Dearests, welcome to my life --
What do you do when your life falls into the abyss?
What can you do but climb out again?
(and write cartoon apology/love letters)
And start all over.
And even then my gallant little ship of soul was torpedoed once again when I couldn't respond with a can-do attitude or even a how-about-this-instead approach to a (perhaps somewhat unrealistic?) request from a friend in crisis. And having to put in public words how without-a-job our family is made it all more real than ever. And more and more the burden bore down how unpromising the horizon looks. And worst of all is how worthless I feel. How can I be any kind of helping hands if I have nothing in my hands to give?
But the Lord is mindful of me always. And when I am mindful of Him, I can come within earshot of His voice. I was poking around on my Gospel Library app and found a whole area with support materials for missionaries. In "Adjusting to Missionary Life" the first section is about understanding and managing stress.
Yup, I thought, even if my mission is just to live my life with some kind of dignity and peace and not drive the people around me crazy.
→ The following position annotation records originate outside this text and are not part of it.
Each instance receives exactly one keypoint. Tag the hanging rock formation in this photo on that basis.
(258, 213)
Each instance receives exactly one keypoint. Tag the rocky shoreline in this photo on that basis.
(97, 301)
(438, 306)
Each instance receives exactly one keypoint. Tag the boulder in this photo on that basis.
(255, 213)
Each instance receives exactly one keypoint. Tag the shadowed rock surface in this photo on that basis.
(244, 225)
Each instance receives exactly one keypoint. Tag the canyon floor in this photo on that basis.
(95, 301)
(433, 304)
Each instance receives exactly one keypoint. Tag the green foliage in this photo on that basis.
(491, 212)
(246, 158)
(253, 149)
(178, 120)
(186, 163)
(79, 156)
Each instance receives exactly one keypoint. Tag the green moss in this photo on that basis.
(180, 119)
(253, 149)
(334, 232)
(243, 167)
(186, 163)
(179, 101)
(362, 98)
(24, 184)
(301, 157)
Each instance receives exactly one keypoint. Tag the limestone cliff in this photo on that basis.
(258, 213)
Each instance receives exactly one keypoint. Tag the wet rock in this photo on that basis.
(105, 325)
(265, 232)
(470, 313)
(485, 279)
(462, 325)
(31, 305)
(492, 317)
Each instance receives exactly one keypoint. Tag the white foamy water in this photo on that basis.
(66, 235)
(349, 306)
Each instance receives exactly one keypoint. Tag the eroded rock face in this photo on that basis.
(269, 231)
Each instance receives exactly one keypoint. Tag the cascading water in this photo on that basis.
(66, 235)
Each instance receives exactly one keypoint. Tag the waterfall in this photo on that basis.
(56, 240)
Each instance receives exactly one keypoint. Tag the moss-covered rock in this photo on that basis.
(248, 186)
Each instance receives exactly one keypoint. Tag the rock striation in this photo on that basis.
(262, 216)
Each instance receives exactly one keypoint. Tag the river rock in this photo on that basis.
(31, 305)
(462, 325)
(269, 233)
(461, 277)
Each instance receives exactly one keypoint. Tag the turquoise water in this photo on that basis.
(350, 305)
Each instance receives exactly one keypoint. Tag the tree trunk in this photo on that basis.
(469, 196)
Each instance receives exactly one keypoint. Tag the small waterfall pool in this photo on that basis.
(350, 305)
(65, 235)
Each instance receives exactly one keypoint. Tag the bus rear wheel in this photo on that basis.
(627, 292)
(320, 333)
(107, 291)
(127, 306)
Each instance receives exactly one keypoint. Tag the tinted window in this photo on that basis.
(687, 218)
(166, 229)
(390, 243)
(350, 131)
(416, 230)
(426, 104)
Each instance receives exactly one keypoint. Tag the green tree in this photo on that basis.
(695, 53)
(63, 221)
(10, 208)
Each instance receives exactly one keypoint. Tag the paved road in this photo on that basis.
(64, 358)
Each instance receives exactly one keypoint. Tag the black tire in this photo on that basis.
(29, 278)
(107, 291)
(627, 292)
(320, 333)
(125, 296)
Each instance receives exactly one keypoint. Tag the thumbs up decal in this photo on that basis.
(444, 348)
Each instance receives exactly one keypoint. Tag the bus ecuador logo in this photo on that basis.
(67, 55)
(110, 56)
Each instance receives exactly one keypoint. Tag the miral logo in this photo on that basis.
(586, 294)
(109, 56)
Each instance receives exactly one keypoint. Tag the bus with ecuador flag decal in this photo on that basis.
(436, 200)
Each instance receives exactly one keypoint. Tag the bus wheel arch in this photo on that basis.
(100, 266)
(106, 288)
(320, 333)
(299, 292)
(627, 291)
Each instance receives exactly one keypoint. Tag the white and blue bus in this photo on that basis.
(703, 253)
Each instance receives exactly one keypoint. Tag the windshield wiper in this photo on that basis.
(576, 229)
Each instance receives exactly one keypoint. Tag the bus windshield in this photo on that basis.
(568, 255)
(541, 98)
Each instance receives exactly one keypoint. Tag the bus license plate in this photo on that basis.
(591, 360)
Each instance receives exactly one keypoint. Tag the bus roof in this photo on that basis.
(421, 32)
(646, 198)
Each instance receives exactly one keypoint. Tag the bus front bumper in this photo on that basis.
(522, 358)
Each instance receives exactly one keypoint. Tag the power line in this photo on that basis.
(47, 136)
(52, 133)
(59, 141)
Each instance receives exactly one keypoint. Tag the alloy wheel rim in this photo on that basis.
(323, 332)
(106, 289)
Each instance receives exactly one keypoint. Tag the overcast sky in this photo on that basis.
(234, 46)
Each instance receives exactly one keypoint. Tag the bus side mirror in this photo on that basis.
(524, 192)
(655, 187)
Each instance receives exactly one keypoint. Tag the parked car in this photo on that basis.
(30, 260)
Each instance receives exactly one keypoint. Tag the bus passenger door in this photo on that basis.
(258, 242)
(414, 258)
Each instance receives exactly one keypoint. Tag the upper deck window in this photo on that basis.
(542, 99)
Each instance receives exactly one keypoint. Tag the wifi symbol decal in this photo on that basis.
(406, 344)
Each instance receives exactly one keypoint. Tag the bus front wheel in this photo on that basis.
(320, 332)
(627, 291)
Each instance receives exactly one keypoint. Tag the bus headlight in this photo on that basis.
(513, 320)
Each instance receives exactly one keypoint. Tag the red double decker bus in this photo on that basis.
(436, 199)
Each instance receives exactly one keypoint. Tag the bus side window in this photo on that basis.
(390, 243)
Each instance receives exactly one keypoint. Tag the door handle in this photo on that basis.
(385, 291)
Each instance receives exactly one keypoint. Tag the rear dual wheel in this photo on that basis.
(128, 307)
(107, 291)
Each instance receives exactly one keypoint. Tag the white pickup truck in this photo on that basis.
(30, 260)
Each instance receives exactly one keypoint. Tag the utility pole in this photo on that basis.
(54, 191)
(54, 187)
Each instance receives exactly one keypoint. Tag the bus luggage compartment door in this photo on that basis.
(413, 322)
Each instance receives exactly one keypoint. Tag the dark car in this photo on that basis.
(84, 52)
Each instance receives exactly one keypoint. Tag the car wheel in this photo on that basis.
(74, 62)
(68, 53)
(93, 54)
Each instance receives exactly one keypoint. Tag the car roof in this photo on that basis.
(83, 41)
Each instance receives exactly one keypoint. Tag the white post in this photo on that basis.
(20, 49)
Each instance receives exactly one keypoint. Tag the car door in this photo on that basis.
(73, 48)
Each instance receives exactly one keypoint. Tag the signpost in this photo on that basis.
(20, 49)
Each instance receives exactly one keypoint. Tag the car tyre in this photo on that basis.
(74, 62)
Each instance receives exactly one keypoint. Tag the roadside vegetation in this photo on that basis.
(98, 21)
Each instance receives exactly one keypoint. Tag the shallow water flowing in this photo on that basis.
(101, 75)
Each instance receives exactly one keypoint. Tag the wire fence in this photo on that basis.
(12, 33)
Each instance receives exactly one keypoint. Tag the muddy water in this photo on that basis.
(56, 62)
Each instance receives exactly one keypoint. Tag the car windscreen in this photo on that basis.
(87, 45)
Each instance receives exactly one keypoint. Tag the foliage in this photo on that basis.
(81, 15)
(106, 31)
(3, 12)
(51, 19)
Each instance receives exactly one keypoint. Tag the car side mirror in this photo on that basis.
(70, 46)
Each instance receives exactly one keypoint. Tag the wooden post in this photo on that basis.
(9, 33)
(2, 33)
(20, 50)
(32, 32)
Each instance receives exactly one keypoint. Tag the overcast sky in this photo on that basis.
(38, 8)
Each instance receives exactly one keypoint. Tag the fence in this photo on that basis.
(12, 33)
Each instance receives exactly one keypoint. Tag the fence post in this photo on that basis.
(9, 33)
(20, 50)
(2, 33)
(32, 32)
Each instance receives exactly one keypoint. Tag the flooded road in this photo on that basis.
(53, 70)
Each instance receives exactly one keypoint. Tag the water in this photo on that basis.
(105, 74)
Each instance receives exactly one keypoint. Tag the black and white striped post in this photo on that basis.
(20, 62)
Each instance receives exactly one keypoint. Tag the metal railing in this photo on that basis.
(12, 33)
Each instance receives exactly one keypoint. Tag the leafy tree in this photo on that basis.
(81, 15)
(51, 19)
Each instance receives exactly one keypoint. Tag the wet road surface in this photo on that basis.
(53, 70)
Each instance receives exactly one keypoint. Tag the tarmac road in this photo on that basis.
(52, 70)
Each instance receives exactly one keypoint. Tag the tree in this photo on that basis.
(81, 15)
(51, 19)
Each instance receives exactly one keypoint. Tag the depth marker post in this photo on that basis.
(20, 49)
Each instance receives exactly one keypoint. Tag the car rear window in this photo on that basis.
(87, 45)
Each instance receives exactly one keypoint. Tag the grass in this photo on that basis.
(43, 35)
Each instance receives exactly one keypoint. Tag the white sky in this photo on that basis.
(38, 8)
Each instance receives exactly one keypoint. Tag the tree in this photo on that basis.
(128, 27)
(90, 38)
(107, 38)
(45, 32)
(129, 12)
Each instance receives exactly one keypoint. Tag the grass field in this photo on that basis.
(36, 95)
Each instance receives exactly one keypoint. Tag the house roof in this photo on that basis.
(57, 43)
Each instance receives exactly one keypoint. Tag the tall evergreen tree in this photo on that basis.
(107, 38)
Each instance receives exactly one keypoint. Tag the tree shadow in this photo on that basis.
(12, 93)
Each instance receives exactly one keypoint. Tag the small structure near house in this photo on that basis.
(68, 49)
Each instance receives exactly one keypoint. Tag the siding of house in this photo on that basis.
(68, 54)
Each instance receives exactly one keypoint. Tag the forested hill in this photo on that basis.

I began to read and at these words . . .
"Be kind to yourself. Talk to yourself with the same kind, comforting words you would use with someone else. Everyone gets frustrated or makes mistakes sometimes. Know that the Lord understands. Imagine Him sitting close to you, listening and offering support. Remember, thoughts of helplessness, hopelessness, or harsh condemnation are not from the Lord."
. . . I began to sob, laying my head down on my arms there at the table.
For a moment it was if I really was sitting there with my Savior and He was listening to me and assuring me that I had it in me to carry on.
And so, here I am, carrying on. As usual. The Abyss is just my usual first stop on any important journey.